As if on cue, my phone rang again. It was Adele.
"Sophie, so glad I caught you. I need your help picking tablecloths.”
"For the retreat. I'm thinking suede or gingham. What do you think?”
"Um, about the retreat…” I began.
"It's going to be incredible, isn't it? You can't miss a minute of it. So, I'm leaning toward suede. With gingham napkins.”
"Sounds fine,” I said faintly.
"Great. I'll see you soon; don't forget to pack your boots! There'll be horseback riding – and maybe even a cow patty toss!”
After I hung up, I wiped my sweaty palms on my skirt and tried to focus on work.
But all I could think was, Crap.
I was closing up my office for the day and about to head home for a restorative tumbler of wine when my mother called.
"Sophie, darling! How's my favorite girl?”
"Fine, mom.” Which wasn't strictly true, but I wasn't up for talking about my e-mail from the Lupine Society right now. Or the little issue that had taken place in the greenbelt. I just hoped my mother's psychic abilities were on the fritz today. "What's up?”
"I was making plans for Valentine's Day, and I wanted your opinion. Do you think I should make reservations at Romeo's, or Chez Nous?” Chez Nous was an intimate little French Bistro in downtown; Heath had taken me there many times.

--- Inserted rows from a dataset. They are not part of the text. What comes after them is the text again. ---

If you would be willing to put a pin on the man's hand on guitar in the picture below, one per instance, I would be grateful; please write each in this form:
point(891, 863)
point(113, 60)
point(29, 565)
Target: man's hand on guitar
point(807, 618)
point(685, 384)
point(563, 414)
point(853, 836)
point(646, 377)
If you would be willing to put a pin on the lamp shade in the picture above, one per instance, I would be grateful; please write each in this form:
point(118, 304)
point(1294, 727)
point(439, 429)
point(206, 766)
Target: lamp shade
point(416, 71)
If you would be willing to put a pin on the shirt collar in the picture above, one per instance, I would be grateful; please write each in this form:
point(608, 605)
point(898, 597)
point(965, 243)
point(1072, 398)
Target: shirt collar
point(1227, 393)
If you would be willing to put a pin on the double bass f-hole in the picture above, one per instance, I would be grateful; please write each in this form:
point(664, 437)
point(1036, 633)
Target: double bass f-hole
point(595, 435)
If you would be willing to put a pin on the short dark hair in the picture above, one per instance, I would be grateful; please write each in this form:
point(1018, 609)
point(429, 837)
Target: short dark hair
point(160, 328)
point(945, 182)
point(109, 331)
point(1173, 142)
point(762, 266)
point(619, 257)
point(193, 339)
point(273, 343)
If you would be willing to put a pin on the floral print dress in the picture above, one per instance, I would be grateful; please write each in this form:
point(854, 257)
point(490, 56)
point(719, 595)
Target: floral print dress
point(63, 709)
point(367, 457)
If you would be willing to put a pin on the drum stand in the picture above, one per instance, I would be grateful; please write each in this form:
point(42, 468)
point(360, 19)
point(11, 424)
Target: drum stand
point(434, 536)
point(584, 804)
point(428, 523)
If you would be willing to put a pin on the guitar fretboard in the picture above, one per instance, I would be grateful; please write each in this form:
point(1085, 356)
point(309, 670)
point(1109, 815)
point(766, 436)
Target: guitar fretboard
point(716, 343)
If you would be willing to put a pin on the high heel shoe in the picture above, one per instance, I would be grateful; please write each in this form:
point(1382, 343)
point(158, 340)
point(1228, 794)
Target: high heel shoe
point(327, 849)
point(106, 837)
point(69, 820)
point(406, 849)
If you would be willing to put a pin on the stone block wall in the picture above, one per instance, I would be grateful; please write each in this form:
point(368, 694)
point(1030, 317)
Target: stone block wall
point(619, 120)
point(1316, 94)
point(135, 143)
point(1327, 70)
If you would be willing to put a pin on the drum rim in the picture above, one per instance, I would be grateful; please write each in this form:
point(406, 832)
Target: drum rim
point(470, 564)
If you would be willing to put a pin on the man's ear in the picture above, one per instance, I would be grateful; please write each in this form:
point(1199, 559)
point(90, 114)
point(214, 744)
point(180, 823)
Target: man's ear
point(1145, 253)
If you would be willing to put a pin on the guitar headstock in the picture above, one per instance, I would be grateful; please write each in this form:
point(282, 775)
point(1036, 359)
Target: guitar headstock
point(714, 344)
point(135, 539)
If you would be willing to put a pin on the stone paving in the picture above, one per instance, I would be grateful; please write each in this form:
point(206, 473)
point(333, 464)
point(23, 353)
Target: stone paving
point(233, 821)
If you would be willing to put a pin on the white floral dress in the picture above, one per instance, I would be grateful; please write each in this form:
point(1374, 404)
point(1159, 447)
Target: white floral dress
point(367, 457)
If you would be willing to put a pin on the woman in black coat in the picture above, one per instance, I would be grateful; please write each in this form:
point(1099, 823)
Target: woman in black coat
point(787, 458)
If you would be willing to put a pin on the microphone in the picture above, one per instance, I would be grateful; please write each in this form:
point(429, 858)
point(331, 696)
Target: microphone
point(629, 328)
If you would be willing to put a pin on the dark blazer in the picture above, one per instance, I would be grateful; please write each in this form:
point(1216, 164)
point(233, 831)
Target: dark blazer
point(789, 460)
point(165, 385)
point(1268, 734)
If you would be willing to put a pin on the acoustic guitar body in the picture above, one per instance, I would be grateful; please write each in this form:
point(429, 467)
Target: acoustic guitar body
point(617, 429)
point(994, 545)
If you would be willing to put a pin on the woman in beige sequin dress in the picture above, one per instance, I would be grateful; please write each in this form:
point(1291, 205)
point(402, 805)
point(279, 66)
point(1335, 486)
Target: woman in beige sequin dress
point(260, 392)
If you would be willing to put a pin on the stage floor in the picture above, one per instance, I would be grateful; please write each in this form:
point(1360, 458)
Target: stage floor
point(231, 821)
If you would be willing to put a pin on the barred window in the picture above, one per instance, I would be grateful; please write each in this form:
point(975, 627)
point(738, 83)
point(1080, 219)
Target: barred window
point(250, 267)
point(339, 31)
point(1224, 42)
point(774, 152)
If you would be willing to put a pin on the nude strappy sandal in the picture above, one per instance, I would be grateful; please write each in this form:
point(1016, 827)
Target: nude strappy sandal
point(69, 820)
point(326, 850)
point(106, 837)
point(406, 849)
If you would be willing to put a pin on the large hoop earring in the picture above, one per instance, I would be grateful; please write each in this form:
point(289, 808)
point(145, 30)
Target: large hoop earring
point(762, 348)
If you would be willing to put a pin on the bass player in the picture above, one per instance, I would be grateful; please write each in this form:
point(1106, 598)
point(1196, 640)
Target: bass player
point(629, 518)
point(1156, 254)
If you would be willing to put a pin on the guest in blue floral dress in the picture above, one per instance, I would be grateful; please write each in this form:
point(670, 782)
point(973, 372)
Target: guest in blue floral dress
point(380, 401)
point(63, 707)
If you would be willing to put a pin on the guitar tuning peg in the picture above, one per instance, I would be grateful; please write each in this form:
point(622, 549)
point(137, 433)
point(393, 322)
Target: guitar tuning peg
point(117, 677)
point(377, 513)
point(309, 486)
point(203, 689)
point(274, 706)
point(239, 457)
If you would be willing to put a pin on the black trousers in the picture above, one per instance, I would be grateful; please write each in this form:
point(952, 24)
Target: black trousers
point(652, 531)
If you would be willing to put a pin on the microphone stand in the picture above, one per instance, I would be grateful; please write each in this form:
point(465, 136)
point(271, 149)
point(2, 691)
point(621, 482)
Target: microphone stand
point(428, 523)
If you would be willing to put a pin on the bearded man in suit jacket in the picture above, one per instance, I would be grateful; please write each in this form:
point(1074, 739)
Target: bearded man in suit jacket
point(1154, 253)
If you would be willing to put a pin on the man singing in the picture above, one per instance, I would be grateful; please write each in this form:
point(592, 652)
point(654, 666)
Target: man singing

"Who are you going with?” I asked, cringing.
"Why, Marvin, of course.” Marvin Blechknapp was the pool-ball shaped attorney who had defended Mom on a murder case recently. I couldn't understand the attraction – he was more Dom Deluise than Brad Pitt – but my mother was ga-ga over him. As he evidently was for her, even though she was a bit left of center. Okay, so maybe running a magic shop called Sit A Spell and having a werewolf for a daughter was more than a bit left of center. But you get the idea.
"I think either one would be good,” I said. "Mom, can I call you back? I'm on my way out the door.”
"Sure, honey. But I just had a quick question.”
"Have you noticed anything unusual lately?”
I sat down. "What do you mean, unusual?” Had she read about the incident in the greenbelt? I wondered.
"Oh, I don't know. Maybe a chicken head or something.”
The hairs on the back of my neck prickled. "A chicken head? Um, no. I'm pretty sure I would have noticed a chicken head.”
"No dirt, or anything?”
"Oh, you know. Graveyard dirt.
"No, no graveyard dirt that I know of. Although I'm not sure how I'd distinguish graveyard dirt from regular dirt.”
She breathed a sigh of relief. "Thank goodness.”
"Just keep an eye out, okay?” I heard a bell tinkle in the background. "Whoops – customers. Got to go. Catch you soon. Love you, sweetie!”
She hung up before I could respond.
Chicken heads and graveyard dirt? As I powered the computer down and headed for the door, I found myself – not for the first time – wishing for a mom who did something normal. Like waiting tables, or knitting afghans, or running a corporation or something.
Then again, if I had everything I wanted in life, I wouldn't be addicted to wolfsbane tea and have a Bic razor habit, either. Sometimes I guess you just have to play the hand that's dealt you. Even if they do turn out to be tarot cards.
I drove the five blocks home to my building, said hi to Frank the doorman, and headed up the elevator to my loft.
As my mother requested, I did a quick survey of the hallway. No chicken heads. No graveyard dirt, either, although I did spot a dust bunny in the corner by the stairway.
As I fished for my keys, I took a deep breath and froze.